Face à cet enjeu, un changement de culture ou d’attitude va, à mon avis, être nécessaire. Il va falloir cesser de voir un changement de carrière comme un évènement nécessairement négatif.

La robotisation, en occupant des tâches répétitives dépourvues de motivation, va en réalité créer des occasions d’emplois plus satisfaisants et plus rémunérateurs.

Mais cette perspective plutôt positive comporte une contrepartie. Celle de voir une aggravation des écarts sur le marché du travail entre les travailleurs qui ont les compétences pour saisir ces nouvelles possibilités et ceux peu qualifiés qui vont rester limités à des emplois routiniers, dévalorisants et peu rémunérateurs.
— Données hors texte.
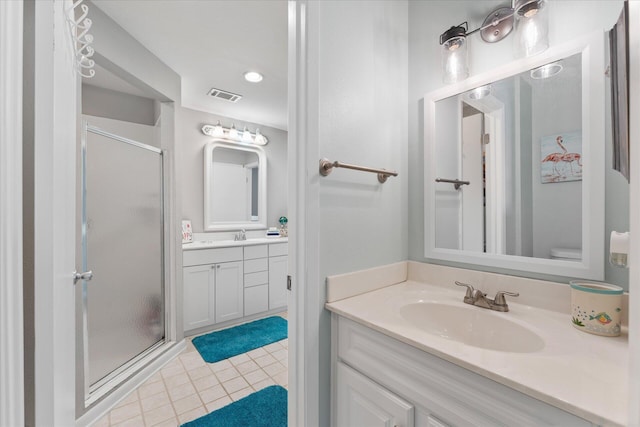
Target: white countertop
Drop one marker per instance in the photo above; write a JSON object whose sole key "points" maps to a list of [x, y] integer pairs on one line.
{"points": [[207, 244], [583, 374]]}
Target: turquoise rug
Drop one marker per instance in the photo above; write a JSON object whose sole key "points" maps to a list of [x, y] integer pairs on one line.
{"points": [[264, 408], [230, 342]]}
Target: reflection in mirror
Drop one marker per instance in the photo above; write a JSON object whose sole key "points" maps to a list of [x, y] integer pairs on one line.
{"points": [[525, 153], [235, 187]]}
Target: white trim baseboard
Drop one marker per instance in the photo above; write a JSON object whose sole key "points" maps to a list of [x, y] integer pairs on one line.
{"points": [[11, 305]]}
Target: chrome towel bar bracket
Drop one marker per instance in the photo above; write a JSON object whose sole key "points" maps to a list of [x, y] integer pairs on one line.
{"points": [[326, 166], [456, 182]]}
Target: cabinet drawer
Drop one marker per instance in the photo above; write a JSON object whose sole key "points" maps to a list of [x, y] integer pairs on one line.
{"points": [[254, 279], [276, 249], [257, 251], [254, 265], [256, 300], [211, 256]]}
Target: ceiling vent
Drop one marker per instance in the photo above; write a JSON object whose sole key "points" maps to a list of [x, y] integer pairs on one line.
{"points": [[223, 94]]}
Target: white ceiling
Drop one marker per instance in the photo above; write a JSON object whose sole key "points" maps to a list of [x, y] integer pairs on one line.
{"points": [[212, 43]]}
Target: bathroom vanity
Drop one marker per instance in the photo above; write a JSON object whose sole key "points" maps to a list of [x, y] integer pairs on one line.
{"points": [[231, 282], [407, 351]]}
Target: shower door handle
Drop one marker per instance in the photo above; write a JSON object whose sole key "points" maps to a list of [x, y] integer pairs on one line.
{"points": [[87, 275]]}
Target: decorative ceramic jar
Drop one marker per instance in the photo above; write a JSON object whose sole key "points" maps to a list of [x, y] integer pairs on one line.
{"points": [[596, 307]]}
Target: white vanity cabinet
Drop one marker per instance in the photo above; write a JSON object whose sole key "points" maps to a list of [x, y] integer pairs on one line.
{"points": [[212, 281], [227, 285], [378, 380]]}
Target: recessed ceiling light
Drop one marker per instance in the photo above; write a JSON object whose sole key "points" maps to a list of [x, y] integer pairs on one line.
{"points": [[253, 76]]}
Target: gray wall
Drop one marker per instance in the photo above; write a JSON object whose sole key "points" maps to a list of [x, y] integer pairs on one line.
{"points": [[427, 20], [361, 93], [191, 142], [100, 102]]}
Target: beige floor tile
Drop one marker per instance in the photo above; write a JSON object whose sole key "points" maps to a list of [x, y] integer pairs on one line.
{"points": [[199, 372], [241, 393], [280, 354], [221, 365], [147, 390], [265, 360], [282, 378], [187, 404], [270, 348], [257, 353], [193, 362], [227, 374], [241, 358], [176, 380], [205, 382], [246, 367], [125, 412], [181, 391], [217, 404], [102, 422], [155, 401], [159, 415], [235, 384], [131, 398], [274, 368], [256, 376], [192, 414], [171, 422], [131, 422], [214, 393], [263, 384]]}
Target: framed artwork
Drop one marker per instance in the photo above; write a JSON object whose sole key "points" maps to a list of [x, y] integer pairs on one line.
{"points": [[561, 157]]}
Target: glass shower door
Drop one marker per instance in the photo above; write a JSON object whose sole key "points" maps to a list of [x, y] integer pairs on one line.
{"points": [[122, 230]]}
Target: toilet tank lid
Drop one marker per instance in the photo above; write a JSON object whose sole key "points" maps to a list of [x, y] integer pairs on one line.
{"points": [[570, 253]]}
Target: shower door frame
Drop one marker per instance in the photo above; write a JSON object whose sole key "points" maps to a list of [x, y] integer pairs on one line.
{"points": [[92, 393]]}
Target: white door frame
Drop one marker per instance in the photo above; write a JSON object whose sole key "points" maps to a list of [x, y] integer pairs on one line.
{"points": [[11, 313], [55, 131], [634, 216], [306, 300]]}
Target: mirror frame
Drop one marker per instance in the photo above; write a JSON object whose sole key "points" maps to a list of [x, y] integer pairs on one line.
{"points": [[593, 127], [209, 223]]}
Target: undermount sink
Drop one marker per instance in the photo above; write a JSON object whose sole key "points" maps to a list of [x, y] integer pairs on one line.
{"points": [[472, 326]]}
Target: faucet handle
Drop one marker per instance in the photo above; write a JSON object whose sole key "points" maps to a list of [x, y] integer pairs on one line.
{"points": [[469, 289], [499, 299]]}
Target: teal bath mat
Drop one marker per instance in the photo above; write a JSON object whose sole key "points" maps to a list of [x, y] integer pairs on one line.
{"points": [[230, 342], [264, 408]]}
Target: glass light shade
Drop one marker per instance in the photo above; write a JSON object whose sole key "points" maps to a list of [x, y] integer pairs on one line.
{"points": [[246, 135], [532, 27], [233, 132], [454, 60]]}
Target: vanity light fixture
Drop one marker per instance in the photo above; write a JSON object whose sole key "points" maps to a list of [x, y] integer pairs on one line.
{"points": [[531, 23], [480, 92], [233, 136], [253, 76]]}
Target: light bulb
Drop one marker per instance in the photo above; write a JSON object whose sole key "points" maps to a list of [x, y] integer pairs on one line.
{"points": [[246, 135], [233, 132], [218, 130]]}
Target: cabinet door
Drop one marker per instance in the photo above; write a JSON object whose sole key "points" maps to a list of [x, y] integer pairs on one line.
{"points": [[361, 402], [229, 300], [199, 296], [277, 282]]}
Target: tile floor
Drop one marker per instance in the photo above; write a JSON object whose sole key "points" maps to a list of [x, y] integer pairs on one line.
{"points": [[188, 387]]}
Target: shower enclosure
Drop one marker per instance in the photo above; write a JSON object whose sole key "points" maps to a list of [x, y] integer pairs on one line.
{"points": [[121, 308]]}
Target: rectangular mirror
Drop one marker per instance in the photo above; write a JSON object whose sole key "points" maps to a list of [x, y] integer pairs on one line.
{"points": [[235, 183], [514, 165]]}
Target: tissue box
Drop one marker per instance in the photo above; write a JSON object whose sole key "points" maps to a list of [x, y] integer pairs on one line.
{"points": [[596, 307]]}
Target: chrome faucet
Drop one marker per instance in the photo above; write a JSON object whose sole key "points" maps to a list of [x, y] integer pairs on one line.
{"points": [[478, 298], [240, 235]]}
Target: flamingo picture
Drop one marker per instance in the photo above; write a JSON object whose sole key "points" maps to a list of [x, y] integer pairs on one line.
{"points": [[561, 163]]}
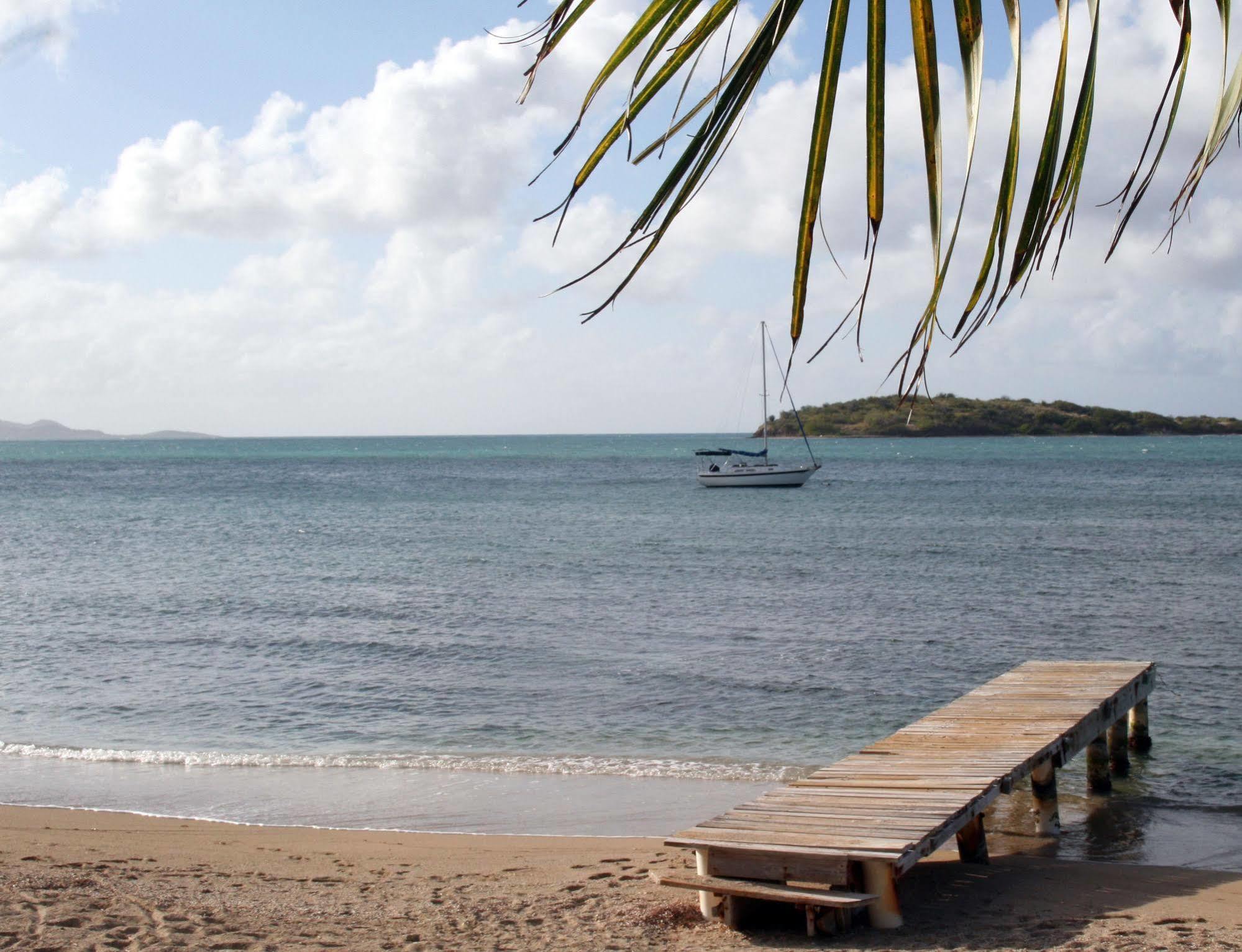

À la suite de la fermeture de Provigo, l’entreprise s’est dite prête à négocier avec le syndicat les conditions relatives à la cessation des emplois. Or, il est clair que dès l’annonce de la fermeture, l’équilibre dans le rapport de force entre l’employeur et les travailleurs a cessé d’exister, de même que le pouvoir de négocier des employés.

En conséquence, il y a lieu de s’interroger sur la responsabilité de l’employeur découlant de la fermeture. S’il s’agissait du remplacement d’une machine par une autre afin d’accroître la rentabilité de l’entreprise, la question relèverait clairement et uniquement de l’employeur. Comme il s’agit d’êtres humains qui ont donné de bons services et dont l’avenir pour la plupart était lié à l’entreprise, en toute logique, la responsabilité de l’employeur devrait être à tout le moins aussi grande. D’ailleurs, il faut se demander pourquoi l’État et les contribuables devraient assumer les coûts des programmes gouvernementaux d’emplois simplement pour accroître la rentabilité de l’employeur.

Cette analyse, même si elle ne porte que sur des perspectives plutôt générales, débouche sur la nécessité d’une politique sur la robotisation des emplois.

Le respect des employés devrait être le fondement de cette politique. Ce qui signifie qu’un programme détaillé devrait être établi sur les conditions de la cessation des emplois en tenant compte de la durée de service et de l’âge des employés. Il faudrait aussi assurer un délai suffisant entre l’annonce de la fermeture et la fin des emplois afin que le programme soit suffisamment détaillé, juste et équitable. Enfin, la responsabilité de l’employeur relative au financement de ce programme devrait être précisée.

En définitive, il faut faire en sorte que la robotisation des emplois ne soit pas une manifestation du capitalisme pur et dur.